En una investigación de Kotila y Lonqvist (1989). “…la tasa de riesgo de suicidio durante los 5 años siguientes al intento fue 4 veces más alto en niños que en niñas y la tasa de muerte violenta fue 7 veces más alta”. Varias explicaciones se han planteado para entender la diferencia existente entre los hombres y las mujeres en relación al suicidio: los hombres estarían más expuestos a sufrir las consecuencias de las fluctuaciones socioeconómicas; tienen mayor prevalencia de alcoholismo; utilizan medios más violentos y por lo tanto el intento de suicidio es más exitoso en ellos que en las mujeres; en cambio, en las mujeres es más prevalente el intento, ya que en ellas predomina la depresión.

También la edad, es un factor que induce al suicidio. La suicidabilidad aumenta con la edad, el suicidio antes de los 15 años es inusual.
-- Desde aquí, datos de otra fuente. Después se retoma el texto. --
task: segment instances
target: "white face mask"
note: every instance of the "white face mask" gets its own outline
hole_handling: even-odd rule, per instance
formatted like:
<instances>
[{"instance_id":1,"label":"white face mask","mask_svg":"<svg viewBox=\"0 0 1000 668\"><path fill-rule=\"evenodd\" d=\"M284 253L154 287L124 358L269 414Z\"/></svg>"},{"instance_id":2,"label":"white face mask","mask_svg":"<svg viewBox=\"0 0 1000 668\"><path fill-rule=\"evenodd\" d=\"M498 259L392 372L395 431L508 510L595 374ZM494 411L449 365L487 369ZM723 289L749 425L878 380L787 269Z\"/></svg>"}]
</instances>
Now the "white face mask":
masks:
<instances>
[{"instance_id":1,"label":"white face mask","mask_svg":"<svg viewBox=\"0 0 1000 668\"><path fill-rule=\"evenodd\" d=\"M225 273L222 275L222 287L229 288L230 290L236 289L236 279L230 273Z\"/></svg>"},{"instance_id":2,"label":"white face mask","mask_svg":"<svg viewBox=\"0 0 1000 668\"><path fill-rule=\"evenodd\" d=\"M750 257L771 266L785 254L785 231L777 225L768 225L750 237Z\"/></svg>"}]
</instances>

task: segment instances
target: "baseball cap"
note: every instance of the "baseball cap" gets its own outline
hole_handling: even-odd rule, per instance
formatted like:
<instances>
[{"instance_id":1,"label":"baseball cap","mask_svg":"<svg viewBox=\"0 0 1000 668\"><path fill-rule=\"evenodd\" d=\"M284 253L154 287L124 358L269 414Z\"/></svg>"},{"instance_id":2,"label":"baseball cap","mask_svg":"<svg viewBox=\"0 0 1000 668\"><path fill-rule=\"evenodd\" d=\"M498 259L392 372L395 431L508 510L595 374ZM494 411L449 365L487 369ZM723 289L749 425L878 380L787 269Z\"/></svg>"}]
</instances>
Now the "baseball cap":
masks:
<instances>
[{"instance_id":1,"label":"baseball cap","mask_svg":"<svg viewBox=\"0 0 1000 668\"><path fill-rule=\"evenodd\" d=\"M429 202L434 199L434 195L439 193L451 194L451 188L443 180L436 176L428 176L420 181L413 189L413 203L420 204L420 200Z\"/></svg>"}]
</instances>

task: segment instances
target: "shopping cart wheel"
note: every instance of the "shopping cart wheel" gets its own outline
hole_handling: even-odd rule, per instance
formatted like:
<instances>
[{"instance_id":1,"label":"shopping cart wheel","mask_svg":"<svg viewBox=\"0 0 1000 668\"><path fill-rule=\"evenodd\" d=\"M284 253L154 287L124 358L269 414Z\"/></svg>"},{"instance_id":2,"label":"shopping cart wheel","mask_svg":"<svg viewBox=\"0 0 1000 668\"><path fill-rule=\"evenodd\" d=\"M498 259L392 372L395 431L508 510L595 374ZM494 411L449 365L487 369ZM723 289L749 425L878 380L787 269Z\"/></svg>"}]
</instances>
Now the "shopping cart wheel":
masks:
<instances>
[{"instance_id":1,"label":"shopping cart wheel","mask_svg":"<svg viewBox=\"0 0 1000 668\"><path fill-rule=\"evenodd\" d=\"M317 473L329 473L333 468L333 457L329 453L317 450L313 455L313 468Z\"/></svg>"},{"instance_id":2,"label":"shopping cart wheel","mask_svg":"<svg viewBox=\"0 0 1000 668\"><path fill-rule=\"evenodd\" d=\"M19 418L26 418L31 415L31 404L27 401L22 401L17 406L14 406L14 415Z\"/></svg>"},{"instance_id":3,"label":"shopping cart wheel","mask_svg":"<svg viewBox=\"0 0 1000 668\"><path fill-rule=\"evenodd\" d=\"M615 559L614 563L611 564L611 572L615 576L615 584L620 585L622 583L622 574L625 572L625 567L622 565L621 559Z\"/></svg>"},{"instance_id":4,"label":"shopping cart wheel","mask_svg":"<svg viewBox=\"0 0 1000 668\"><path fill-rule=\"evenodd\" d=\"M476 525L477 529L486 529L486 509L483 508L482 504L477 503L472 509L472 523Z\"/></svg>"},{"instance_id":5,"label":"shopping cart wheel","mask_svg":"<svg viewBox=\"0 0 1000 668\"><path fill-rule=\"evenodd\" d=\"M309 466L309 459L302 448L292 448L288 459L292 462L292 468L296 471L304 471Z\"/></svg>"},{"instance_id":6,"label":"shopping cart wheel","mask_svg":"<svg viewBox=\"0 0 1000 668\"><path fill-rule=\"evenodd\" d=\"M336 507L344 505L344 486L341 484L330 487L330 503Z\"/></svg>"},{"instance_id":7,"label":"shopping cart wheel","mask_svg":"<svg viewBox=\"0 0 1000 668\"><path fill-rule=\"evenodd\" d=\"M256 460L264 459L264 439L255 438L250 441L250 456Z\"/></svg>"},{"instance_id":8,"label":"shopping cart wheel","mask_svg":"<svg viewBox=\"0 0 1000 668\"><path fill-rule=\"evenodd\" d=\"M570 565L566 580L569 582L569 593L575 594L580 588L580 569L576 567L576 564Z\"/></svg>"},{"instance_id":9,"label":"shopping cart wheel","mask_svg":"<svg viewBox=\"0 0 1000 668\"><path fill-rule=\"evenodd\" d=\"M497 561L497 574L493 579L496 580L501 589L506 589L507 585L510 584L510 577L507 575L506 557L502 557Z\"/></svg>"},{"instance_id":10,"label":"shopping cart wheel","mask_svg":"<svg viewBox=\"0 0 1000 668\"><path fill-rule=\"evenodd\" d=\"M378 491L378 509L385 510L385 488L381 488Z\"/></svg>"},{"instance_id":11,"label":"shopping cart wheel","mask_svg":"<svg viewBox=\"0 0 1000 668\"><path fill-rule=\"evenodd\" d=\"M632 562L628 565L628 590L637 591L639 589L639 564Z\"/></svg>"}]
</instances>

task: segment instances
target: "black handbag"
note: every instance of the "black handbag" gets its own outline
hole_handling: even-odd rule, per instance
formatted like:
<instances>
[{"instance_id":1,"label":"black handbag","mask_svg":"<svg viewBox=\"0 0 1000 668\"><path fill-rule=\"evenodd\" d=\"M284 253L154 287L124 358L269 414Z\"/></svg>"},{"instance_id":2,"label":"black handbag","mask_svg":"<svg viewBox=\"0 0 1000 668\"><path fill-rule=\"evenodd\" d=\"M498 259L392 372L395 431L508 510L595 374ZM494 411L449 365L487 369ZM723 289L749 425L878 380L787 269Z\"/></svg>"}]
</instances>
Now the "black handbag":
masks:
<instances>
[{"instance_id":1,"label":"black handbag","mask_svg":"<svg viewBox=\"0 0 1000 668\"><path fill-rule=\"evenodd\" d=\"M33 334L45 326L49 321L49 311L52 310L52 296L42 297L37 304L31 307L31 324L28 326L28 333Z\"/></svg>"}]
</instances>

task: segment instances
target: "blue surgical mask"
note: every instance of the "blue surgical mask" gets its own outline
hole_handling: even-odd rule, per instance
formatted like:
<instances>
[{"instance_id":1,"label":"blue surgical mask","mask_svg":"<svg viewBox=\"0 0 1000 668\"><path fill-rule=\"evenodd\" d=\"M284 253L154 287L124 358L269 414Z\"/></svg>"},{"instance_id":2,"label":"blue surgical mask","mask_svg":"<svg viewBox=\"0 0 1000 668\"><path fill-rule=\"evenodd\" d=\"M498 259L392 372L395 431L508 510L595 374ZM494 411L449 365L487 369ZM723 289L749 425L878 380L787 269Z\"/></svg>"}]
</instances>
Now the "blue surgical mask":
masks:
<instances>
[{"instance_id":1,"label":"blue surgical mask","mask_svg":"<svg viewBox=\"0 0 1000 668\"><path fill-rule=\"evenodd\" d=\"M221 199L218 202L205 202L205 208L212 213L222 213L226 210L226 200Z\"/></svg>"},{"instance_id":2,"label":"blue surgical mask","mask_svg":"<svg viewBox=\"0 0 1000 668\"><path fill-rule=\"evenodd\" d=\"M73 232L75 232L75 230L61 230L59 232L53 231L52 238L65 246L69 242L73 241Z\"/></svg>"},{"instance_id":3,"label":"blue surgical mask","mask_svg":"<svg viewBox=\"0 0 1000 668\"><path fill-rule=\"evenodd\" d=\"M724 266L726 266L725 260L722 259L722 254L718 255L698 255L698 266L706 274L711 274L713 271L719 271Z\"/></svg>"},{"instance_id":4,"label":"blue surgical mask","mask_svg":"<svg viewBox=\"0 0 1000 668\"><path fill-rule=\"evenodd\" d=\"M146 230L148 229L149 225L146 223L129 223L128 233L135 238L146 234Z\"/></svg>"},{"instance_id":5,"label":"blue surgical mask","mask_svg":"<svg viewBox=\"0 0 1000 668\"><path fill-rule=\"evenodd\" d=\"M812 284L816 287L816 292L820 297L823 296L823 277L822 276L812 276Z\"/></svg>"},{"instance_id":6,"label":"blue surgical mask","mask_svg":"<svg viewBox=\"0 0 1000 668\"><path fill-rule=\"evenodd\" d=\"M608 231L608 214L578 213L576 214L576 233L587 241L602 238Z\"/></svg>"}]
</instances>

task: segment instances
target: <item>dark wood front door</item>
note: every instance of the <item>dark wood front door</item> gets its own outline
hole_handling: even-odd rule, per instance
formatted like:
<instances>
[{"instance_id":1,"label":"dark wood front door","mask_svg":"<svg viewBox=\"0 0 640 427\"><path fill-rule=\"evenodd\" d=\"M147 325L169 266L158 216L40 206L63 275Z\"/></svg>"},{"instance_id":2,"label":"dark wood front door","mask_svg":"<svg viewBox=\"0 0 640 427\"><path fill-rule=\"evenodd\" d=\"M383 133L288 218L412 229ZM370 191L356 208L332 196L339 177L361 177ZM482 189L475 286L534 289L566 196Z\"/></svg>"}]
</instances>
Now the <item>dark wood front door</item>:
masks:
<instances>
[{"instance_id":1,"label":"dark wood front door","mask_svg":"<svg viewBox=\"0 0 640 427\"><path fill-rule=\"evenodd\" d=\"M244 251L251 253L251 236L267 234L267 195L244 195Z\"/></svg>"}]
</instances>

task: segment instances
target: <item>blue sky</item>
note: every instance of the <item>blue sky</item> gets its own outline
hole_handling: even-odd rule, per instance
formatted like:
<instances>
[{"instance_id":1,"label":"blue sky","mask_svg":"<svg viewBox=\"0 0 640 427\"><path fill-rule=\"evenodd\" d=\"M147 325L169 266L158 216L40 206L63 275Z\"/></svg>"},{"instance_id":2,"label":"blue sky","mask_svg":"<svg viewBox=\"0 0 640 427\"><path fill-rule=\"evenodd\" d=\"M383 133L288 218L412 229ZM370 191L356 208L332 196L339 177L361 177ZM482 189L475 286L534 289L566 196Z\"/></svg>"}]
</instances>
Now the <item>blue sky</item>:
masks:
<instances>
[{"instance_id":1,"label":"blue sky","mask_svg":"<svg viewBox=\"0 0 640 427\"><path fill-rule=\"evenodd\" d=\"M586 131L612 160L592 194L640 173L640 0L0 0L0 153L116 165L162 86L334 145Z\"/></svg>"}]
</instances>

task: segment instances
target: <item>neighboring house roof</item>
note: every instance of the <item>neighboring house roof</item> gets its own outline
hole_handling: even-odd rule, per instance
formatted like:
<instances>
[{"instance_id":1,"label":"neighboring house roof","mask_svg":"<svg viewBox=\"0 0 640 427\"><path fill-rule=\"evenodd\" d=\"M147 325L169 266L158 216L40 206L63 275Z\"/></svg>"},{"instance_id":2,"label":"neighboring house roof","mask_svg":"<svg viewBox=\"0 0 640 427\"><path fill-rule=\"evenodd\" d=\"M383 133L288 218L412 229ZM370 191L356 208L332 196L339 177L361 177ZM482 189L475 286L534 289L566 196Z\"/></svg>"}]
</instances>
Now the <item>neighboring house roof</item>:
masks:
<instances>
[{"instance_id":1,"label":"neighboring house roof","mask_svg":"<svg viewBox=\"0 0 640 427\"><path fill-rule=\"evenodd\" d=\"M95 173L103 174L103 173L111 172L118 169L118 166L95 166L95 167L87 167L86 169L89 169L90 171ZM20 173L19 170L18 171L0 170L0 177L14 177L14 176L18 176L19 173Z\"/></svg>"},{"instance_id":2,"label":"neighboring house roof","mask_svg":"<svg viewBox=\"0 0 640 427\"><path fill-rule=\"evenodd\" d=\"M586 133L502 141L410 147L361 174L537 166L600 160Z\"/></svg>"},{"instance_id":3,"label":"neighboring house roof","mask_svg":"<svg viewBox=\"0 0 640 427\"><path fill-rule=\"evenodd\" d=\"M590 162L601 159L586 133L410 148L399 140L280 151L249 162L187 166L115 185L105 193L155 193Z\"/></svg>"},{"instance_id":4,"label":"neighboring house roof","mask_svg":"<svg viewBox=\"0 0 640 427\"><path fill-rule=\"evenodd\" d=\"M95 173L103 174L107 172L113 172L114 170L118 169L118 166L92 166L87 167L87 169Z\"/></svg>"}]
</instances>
Shaffer (1974),  publicó un artículo de 30 casos de suicidio completado entre 12 y 14 años ocurridos entre 1962 y 1968 en Inglaterra, en el que concluye que un grupo de estos niños eran inteligentes y aislados, y sus madres frecuentemente tenían problemas psiquiátricos; y otro grupo era agresivo, presentaba problemas conductuales en el colegio y exhibía una conducta de suspicacia y vulnerabilidad frente a la crítica. En ambos grupos se presentaban conductas antisociales y todos ellos eran altos, física y mentalmente precoces, y el suicidio era frecuentemente precipitado por una crisis disciplinaria.

 Thompson, en 1987, estudió 19 niños y adolescentes menores de 15 años con suicidio completado; en ellos encontró mayor rabia, nerviosismo y menor depresión que en adolescentes mayores. Hoberman y Garfinkel, en 1988, estudiaron 21 casos de niños y adolescentes tempranos con suicidio completado, encontrando que el ahorcamiento fue el método suicida más frecuentemente utilizado entre los 10 a 15 años de edad.

Recientemente la ansiedad ha sido identificada como un importante factor de riesgo de la conducta suicida en adultos. Estudios con adolescentes muestran resultados mixtos: Taylor y Stansfield (1984),  encontraron que los intentadores de suicidio, en comparación con otros pacientes psiquiátricos ambulatorios, exhiben mayores niveles de ansiedad (38% contra 22%), aunque esta diferencia no fue significativa; otro estudio (Kosky y cols., 1986) muestra que los ideadores suicidas deprimidos (de los cuales 39% tenían ya un intento de suicidio) manifestaron altos niveles de ansiedad (76,4%), pero estos niveles no fueron significativamente diferentes de adolescentes depresivos no suicidas; y Bettes y Walker (1986) estudiaron una amplia muestra de adolescentes consultantes, hospitalizados y ambulatorios, y sus resultados muestran que los varones que expresaban pensamientos suicidas en ausencia de actos, eran más ansiosos que los intentadores de suicido. Los autores interpretan estos hallazgos sugiriendo que el intento de suicidio en los varones reduce síntomas, disminuyendo de esta manera la ansiedad después del acto. 

Consistente con esto, Andrews y Lewinsohn (1992) encontraron una asociación significativa entre trastornos ansiosos e intento de suicidio en hombres, pero no en mujeres, en una amplia muestra comunitaria de adolescentes.